Effect of Knee Pain Relief on Walking and Stair ClimbingDo patients with knee pain from osteoarthritis (OA) increase the weight and load through the knee after taking pain relievers? This is the first study to try and find an answer to the question. Researchers at the University of Chicago say pain relief increases the load while walking, but not during stair climbing. They think other factors may be involved in stair climbing.
Many patients with OA end up with increased wear and tear on the inside edge of the knee. Pain causes them to limp or shift the weight to the other leg. Their walking speed slows down, and their rhythm becomes uneven.
In this study, authors compared two groups: adults with OA, and adults without OA. The study was done in a motion analysis lab.
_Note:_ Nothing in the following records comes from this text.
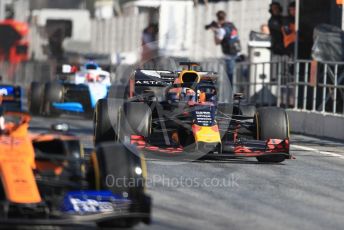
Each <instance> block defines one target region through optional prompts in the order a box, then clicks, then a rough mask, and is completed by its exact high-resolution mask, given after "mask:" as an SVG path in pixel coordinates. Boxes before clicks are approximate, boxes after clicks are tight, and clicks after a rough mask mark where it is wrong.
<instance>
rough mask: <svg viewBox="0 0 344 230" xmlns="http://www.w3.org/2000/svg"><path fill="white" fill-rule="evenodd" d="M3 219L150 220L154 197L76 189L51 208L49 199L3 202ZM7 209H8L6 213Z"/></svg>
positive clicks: (81, 221) (0, 222) (79, 222)
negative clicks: (46, 205) (152, 205)
mask: <svg viewBox="0 0 344 230" xmlns="http://www.w3.org/2000/svg"><path fill="white" fill-rule="evenodd" d="M3 208H4V209H3V210H5V213H4V214H5V215H3V216H0V223H1V224H7V225H18V224H19V225H57V226H65V225H71V224H77V225H80V224H81V225H89V224H94V223H98V222H103V221H107V220H114V221H115V220H120V219H123V218H136V219H141V220H142V221H143V222H144V223H149V221H150V209H151V200H150V198H149V197H148V196H145V197H143V198H142V199H140V201H139V202H137V201H136V202H134V201H132V200H129V199H128V198H124V197H122V196H119V195H116V194H113V193H112V192H110V191H74V192H68V193H66V194H65V196H64V197H63V198H62V199H61V205H60V207H56V210H52V211H49V210H48V209H47V208H46V203H45V202H42V203H40V204H31V205H30V204H25V205H19V204H11V203H8V204H4V207H3ZM6 211H7V213H6Z"/></svg>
Each group walked on a walkway that can measure force from the ground up through the knee. Speed and stride length were also measured. Three trials of walking and stair climbing were done.
Then the OA group got a knee injection for pain. All patients reported pain relief. After 15 minutes, three more trials were done. The researchers found no change in forces through the knee during stair climbing. Walking did change. It was measured as equal to the group without OA.
The authors conclude that pain relief from knee injections tend to normalize walking in patients with OA. Other factors such as overall health, swelling, and muscle weakness may be why load didn't change with stair climbing.
M. Wade Shrader, MD, et al. Effects of Knee Pain Relief in Osteoarthritis on Gait and Stair-Stepping. In Clinical Orthopaedics and Related Research. April 2004. Vol. 421. Pp. 188-193.